Thursday, June 30, 2011

Facilitating a default

Economist
June 30, 2011

The biggest private Greek creditors are now in the bag. Days after the circulation of a plan drafted by French banks to roll over much of the Greek debt that they hold, German banks said that they would do much the same. No details are available, largely because they have yet to be thrashed out, but Joseph Ackermann, the boss of Deutsche Bank, and Wolfgang Schäuble, Germany's finance minister, said that they had agreed in principle that €3.2 billion ($4.6 billion) would be rolled over.

Exactly what will be done is still a bit of a mystery to both the banks and German politicians. This is because the plan that must emerge by Sunday will, like the existing French plan, probably be a fiendish construct designed by lawyers and accountants to deliver some relief to Greece without triggering a declaration by credit-rating agencies that the country is in default. Even if the details are fuzzy, the broad parameters of it seem clear. People close to the talks say that German banks (like their French counterparts) insist that they will only agree to a deal which, in accounting terms, does not force them to write down the value of the Greek bonds they hold.

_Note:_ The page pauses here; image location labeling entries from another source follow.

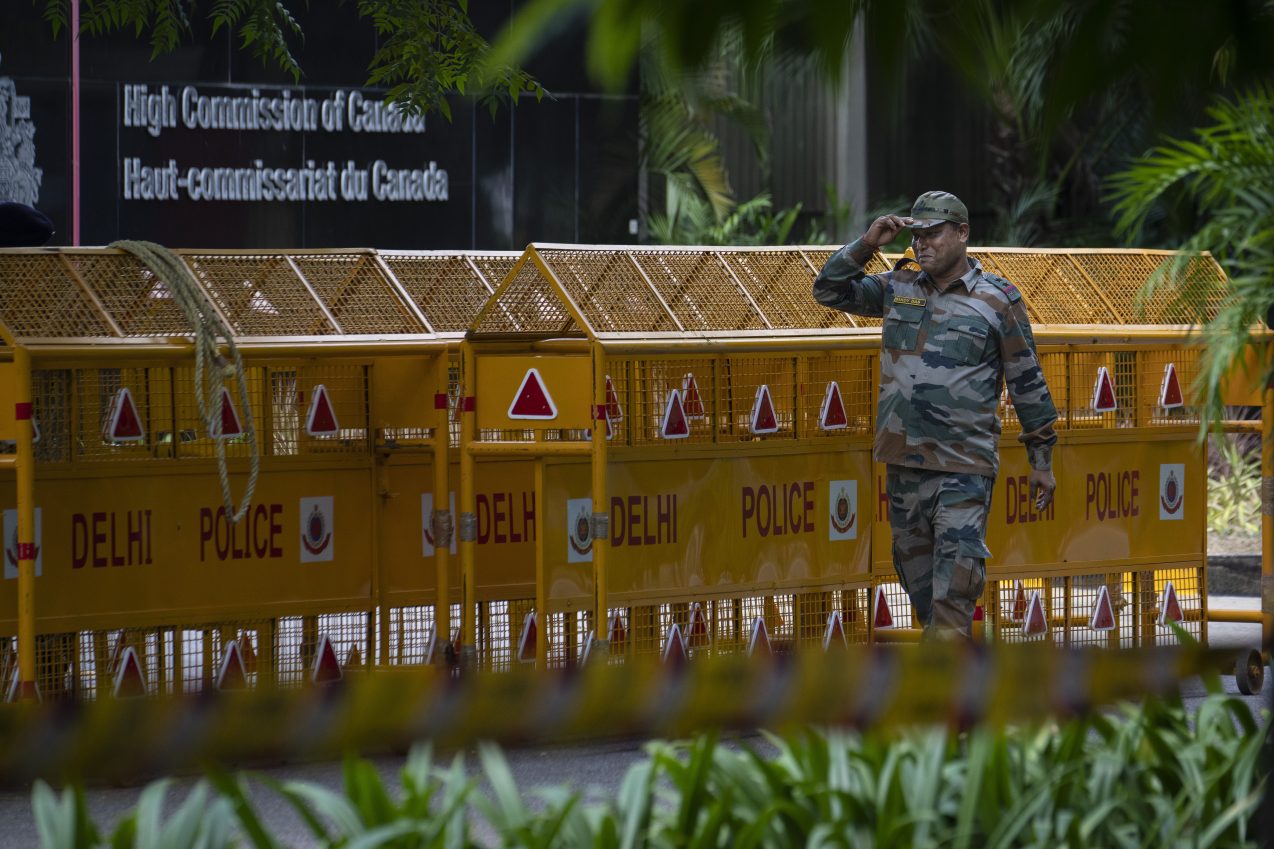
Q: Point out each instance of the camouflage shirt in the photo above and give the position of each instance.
(944, 357)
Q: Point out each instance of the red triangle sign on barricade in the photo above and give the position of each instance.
(125, 422)
(321, 418)
(1036, 622)
(882, 616)
(675, 425)
(247, 652)
(697, 630)
(831, 416)
(674, 648)
(1102, 618)
(691, 397)
(1103, 391)
(431, 644)
(231, 425)
(614, 412)
(1170, 608)
(833, 636)
(763, 418)
(533, 400)
(130, 680)
(1170, 389)
(529, 639)
(326, 666)
(1019, 602)
(618, 634)
(232, 673)
(116, 654)
(758, 640)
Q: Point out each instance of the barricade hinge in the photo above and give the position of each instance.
(442, 528)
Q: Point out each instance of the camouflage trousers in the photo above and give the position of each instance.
(939, 543)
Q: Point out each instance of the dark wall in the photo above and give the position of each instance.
(926, 131)
(563, 168)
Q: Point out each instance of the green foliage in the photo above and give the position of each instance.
(1235, 491)
(1144, 776)
(1227, 175)
(428, 49)
(753, 222)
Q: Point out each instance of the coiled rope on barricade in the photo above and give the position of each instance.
(208, 328)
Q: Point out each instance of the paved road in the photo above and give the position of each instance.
(595, 768)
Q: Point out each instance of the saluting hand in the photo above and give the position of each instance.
(884, 228)
(1042, 486)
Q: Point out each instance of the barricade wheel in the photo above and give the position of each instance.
(1250, 673)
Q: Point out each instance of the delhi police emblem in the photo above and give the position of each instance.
(842, 518)
(12, 547)
(19, 177)
(12, 550)
(316, 536)
(581, 533)
(1171, 490)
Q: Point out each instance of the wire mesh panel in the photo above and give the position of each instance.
(1055, 291)
(51, 409)
(260, 295)
(494, 267)
(528, 305)
(608, 290)
(854, 376)
(1121, 274)
(780, 283)
(357, 293)
(139, 302)
(700, 290)
(40, 296)
(449, 290)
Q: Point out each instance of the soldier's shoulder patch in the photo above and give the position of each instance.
(1010, 291)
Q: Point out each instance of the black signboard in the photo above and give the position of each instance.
(209, 148)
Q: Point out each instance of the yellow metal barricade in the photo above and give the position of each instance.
(580, 451)
(350, 361)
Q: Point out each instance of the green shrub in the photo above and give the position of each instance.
(1145, 776)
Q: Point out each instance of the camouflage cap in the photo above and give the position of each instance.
(935, 207)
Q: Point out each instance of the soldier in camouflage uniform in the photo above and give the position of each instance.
(953, 337)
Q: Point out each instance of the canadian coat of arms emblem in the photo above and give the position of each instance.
(1172, 491)
(19, 177)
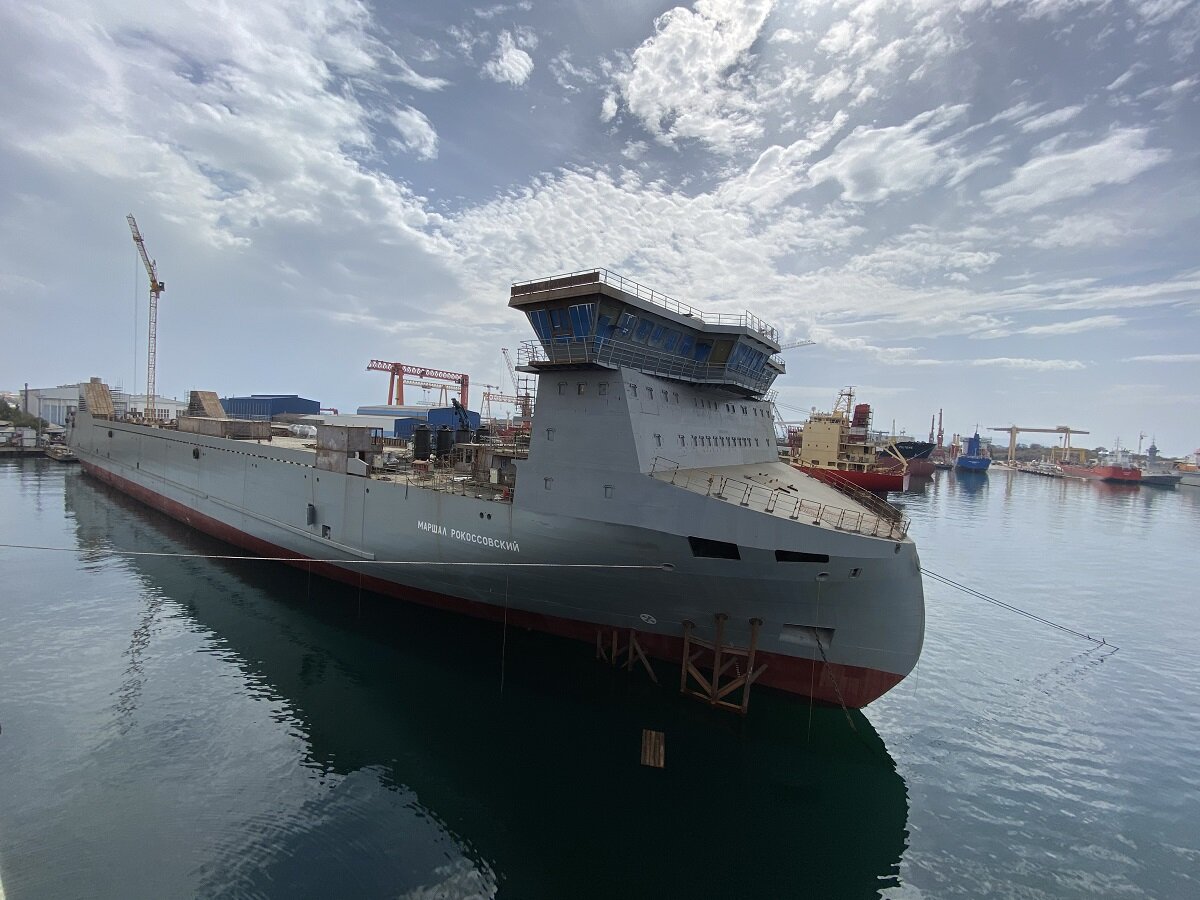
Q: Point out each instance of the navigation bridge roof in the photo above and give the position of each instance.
(597, 318)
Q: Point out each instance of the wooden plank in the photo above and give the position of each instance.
(654, 748)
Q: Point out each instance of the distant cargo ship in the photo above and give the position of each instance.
(649, 499)
(1117, 467)
(837, 449)
(972, 459)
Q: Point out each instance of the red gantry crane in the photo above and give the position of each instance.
(399, 370)
(156, 288)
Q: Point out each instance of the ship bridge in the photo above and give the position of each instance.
(598, 319)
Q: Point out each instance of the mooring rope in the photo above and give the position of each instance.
(108, 551)
(1019, 611)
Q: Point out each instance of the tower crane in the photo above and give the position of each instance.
(156, 288)
(525, 401)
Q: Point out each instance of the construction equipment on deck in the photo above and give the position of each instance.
(156, 288)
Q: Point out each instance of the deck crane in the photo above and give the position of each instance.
(399, 370)
(156, 288)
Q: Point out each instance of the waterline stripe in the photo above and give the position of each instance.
(106, 551)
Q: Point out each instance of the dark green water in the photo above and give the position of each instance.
(229, 729)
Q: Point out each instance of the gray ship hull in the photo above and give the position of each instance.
(843, 629)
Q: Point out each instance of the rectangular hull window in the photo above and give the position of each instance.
(713, 550)
(795, 556)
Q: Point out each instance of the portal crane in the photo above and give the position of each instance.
(1014, 430)
(156, 288)
(399, 370)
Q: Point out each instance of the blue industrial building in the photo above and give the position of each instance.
(268, 406)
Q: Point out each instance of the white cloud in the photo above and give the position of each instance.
(417, 133)
(874, 163)
(609, 108)
(1165, 358)
(1050, 120)
(1059, 175)
(1087, 229)
(1035, 365)
(568, 76)
(509, 64)
(685, 81)
(1075, 327)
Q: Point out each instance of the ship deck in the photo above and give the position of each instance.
(779, 490)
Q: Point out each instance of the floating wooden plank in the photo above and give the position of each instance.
(654, 748)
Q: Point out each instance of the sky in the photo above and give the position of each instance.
(987, 208)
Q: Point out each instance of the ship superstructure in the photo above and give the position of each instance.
(649, 501)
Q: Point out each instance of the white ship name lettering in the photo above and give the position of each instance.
(468, 537)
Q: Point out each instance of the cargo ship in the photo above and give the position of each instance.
(837, 448)
(972, 459)
(647, 508)
(1116, 467)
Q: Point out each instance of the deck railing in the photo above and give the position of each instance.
(603, 276)
(778, 501)
(609, 352)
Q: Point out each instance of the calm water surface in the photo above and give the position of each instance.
(195, 727)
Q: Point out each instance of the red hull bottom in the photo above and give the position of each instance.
(915, 467)
(1119, 474)
(827, 683)
(867, 480)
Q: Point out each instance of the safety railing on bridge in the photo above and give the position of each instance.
(603, 276)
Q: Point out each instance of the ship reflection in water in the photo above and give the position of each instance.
(411, 773)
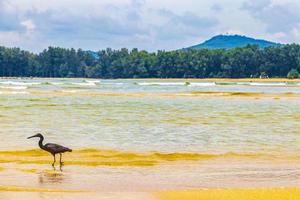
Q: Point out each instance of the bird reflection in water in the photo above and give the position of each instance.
(51, 177)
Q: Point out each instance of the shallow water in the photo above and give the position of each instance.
(132, 138)
(150, 116)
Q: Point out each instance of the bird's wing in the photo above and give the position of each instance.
(56, 148)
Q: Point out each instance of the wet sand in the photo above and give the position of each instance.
(210, 178)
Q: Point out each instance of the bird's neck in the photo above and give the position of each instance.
(41, 142)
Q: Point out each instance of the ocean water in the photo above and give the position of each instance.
(221, 118)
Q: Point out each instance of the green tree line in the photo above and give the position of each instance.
(244, 62)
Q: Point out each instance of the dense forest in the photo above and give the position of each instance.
(243, 62)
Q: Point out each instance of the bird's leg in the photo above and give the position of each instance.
(54, 160)
(61, 163)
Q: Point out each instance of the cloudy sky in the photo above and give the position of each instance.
(145, 24)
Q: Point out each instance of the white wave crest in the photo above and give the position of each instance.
(267, 84)
(202, 84)
(19, 83)
(14, 87)
(162, 83)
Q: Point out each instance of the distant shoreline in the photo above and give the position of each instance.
(173, 79)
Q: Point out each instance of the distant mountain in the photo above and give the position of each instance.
(232, 41)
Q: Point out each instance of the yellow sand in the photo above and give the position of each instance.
(223, 79)
(98, 157)
(233, 194)
(27, 189)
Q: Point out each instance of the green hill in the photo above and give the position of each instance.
(232, 41)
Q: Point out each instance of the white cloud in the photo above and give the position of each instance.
(145, 24)
(28, 24)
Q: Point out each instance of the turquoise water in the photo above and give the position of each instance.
(141, 115)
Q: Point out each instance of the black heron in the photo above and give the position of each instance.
(51, 148)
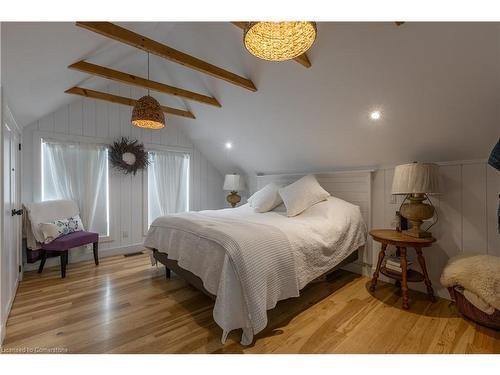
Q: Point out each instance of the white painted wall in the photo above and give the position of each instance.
(467, 212)
(105, 122)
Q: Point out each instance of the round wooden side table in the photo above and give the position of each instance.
(402, 242)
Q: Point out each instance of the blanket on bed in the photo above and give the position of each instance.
(261, 257)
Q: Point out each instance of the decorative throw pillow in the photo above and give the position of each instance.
(266, 198)
(302, 194)
(61, 227)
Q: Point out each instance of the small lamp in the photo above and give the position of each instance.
(415, 180)
(233, 183)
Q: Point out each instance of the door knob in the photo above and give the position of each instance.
(17, 212)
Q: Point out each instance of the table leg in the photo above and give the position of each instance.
(404, 281)
(427, 280)
(381, 256)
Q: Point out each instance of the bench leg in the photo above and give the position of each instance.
(96, 252)
(42, 261)
(64, 262)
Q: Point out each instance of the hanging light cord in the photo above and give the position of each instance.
(148, 72)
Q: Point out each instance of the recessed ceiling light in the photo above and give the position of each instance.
(375, 115)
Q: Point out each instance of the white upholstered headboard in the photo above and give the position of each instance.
(352, 186)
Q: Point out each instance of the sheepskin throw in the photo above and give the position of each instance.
(479, 274)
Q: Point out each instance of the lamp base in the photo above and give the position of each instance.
(233, 199)
(416, 212)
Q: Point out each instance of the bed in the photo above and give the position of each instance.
(249, 261)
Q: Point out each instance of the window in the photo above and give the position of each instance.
(79, 172)
(168, 183)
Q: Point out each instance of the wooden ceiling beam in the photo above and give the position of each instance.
(302, 59)
(126, 78)
(133, 39)
(122, 100)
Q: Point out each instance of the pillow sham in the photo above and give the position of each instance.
(302, 194)
(60, 227)
(266, 198)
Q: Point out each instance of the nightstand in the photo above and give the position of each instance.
(402, 242)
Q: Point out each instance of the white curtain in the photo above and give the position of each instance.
(168, 183)
(78, 172)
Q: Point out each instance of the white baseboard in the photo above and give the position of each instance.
(88, 255)
(3, 326)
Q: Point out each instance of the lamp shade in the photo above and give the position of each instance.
(416, 178)
(148, 114)
(234, 182)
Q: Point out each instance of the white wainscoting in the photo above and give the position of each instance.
(106, 122)
(467, 212)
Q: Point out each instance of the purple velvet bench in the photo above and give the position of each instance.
(69, 241)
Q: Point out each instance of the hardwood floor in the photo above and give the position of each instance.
(127, 306)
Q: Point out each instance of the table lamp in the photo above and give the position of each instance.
(233, 183)
(416, 180)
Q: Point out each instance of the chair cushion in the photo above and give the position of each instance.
(71, 240)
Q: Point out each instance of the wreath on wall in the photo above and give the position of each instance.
(128, 156)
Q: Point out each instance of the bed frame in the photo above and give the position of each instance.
(351, 186)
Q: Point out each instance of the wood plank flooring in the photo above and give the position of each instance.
(126, 306)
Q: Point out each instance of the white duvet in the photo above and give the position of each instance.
(319, 238)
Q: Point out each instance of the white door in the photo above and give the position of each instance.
(11, 253)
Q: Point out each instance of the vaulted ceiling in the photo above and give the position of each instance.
(437, 86)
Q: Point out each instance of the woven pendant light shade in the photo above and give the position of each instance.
(147, 114)
(279, 41)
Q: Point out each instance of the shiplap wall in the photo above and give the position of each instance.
(467, 210)
(106, 122)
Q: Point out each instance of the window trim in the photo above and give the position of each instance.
(155, 147)
(38, 136)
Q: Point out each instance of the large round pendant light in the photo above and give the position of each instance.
(279, 41)
(147, 112)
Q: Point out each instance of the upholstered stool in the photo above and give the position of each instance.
(69, 241)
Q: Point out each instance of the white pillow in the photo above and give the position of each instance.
(266, 198)
(302, 194)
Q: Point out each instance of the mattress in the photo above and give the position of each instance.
(319, 238)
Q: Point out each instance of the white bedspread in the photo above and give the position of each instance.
(318, 239)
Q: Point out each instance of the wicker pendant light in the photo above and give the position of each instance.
(279, 41)
(147, 112)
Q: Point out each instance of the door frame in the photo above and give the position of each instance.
(9, 120)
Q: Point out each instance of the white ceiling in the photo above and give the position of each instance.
(436, 84)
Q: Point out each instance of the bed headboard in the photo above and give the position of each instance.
(352, 186)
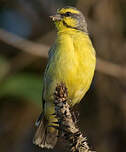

Thus the German plan is likely to follow the broad outlines of the French one, with Greece borrowing more than it needs and setting some aside by buying safe collateral that could be used to repay banks part of their money if the country defaults. The interest rate that Greece has to pay will probably also be similar to the 5.5-8% proposed under the French plan, although in cash terms Greece would be paying a higher rate for the duration of the rollover because it would also be paying interest on money set aside as collateral.